All this is to say that the seeds I’ve been meaning to sow haven’t seen the light of day yet, and my desk is truly horrifying, and there are messages in my phone and on my computer that need answering, and important people that I have been neglecting. Plans for the holidays need to be made too. I actually feel a bit sick writing about it. “But it’s easy…just make a list and do each thing one by one” says the sensible voice in my head.
Here then, are some wonderful things to celebrate rather than panic about, and I will leave these with you as I finally tackle the long to-do list.
Tiny bulb table! The reticulata have had their day and are now gone, and the crocuses and bulbicodium are almost over too….time for more narcissi and muscari joy. Here are a few more pics:



The absolute star of the tiny bulb show is, predictably, the thing I’ve spent the least time on; a bowl of scilla sibirica which I planted the year before last, in November of 2023. This beautiful bowl was a present from Butter Wakefield and the scilla were an absolute joy last year. Over the summer the bowl was used as a perfect sleeping spot by my cat Daphne. She would curl up on it all day long in the sun. I really thought that this year the scilla wouldn’t come back and that I ought to have replanted it, until a couple of weeks ago when they began to appear. In fact, they are better this year than they were last year. Of COURSE they are! God I love them…I LOVE them so much…there is something so perfect about that blue…
Then there are budding things:


Here, above left, is Cecile Brunner being fabulous, and my poor stressed amelanchiers which have been rudely moved and replanted are budding up in places.

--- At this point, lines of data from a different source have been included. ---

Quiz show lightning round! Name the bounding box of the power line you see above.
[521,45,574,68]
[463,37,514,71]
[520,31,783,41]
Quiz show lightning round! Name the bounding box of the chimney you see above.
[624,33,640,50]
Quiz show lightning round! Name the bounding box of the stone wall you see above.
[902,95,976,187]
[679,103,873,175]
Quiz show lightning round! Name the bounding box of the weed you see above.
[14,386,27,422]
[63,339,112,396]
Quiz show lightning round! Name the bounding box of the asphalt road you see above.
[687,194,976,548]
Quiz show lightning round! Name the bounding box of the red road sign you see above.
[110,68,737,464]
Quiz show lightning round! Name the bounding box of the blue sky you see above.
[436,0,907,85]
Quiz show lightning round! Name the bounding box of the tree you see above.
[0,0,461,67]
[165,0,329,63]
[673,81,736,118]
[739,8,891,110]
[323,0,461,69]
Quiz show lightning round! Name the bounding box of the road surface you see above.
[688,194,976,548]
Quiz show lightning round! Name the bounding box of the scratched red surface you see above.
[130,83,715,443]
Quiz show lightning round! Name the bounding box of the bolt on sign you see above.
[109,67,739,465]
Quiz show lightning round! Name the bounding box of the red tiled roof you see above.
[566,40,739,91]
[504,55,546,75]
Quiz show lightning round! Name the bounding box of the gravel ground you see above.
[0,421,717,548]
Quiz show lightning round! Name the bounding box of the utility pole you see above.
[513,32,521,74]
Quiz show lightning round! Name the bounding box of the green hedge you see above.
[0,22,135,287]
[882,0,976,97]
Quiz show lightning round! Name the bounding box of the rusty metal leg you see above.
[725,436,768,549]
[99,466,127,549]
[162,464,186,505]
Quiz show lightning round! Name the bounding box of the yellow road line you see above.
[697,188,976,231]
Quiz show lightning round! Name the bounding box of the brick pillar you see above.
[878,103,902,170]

Akebia, honeysuckle and osmanthus…
And then there is that absolutely workhorse Clematis armandii - just starting to bloom:
There, that’s it. Enough. Onwards.
Do let me know what low-effort thing is paying dividends in your garden (or your life in general). I am putting together a list of them and would love any suggestions.
Back soon…
x Laetitia





I love blue and have blue anemones in the lawn out now
Perhaps some bulbs benefit from the exclusion of light and wet on the soil, and we should persuade cats to reside permanently on all of them to clarify just which are better for it.